The first step is to read and understand the existing code. After you expand the tar distribution of nachos, examine the code directory. Then “gmake all” from the code directory to carry out a preliminary compile and link of code in all the directories. Makes sure compilation finishes without errors. (Get help from TAs in case you have errors.) There is a trivial test provided with the distribution code/test directory, ‘halt’; all halt does is to turn around and ask the operating system to shut the machine down. Change directory into userprog directory. Run the command ‘nachos –rs 1023 -x ../test/halt’. This should halt the simulated MIPS machine and type out statistics for that particular run.

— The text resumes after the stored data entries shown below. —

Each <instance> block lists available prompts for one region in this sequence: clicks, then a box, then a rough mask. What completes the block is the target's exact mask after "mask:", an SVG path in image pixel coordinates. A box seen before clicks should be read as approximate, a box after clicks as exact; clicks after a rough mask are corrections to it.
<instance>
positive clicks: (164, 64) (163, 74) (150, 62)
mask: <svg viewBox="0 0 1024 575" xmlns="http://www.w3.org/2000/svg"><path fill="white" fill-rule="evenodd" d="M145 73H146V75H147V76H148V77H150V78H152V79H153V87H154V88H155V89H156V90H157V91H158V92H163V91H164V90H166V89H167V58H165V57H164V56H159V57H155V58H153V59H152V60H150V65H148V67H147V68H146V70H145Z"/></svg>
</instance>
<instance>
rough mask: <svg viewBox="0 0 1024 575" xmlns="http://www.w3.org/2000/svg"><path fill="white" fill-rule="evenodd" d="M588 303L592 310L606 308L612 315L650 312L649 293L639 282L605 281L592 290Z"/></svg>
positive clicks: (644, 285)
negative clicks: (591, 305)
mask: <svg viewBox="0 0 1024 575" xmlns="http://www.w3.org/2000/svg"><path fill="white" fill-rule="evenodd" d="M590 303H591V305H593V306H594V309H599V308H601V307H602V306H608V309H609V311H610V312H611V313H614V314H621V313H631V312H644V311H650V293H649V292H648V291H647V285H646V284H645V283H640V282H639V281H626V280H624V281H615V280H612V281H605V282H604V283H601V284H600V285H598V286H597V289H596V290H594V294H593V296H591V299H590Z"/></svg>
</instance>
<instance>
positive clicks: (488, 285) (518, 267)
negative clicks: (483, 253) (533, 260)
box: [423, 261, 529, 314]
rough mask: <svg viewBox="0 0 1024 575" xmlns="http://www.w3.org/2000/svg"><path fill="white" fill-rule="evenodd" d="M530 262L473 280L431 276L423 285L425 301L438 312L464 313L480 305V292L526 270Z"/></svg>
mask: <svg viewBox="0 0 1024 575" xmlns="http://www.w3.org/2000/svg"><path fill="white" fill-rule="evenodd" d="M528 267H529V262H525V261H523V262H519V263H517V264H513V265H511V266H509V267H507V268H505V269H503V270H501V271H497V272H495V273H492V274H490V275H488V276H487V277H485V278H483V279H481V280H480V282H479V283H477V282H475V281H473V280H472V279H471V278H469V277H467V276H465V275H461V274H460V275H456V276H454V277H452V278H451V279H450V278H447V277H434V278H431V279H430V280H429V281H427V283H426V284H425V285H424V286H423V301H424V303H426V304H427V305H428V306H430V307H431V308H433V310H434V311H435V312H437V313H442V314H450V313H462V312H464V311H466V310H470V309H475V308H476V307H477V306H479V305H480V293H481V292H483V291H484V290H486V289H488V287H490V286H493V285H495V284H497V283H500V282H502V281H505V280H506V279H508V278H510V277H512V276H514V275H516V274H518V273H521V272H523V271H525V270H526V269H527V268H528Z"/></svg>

Examine the following files to understand Nachos:

code/userprog

syscall.h: This provides the code and function prototype for system calls that user level test programs can invoke.

exception.cc: The handler for system calls and other user-level exceptions, such as page faults. Currently only the ‘halt’ system call is supported.

code/machine

machine.*emulates part of the machine that executes user programs: main memory, processor registers, etc.

mipssim.ccemulates the integer instruction set of a MIPS R2/3000 processor.

console.*emulates a terminal device using UNIX files. A terminal is (i) byte oriented, (ii)incoming bytes can be read and written at the same time, and (iii) bytes arrive asynchronously (as a result of user keystrokes), without being explicitly requested.

code/threads

thread.* implements thread (unit of work) for nachos. Methods to control operation of threads. All the thread specific (local) properties are define here.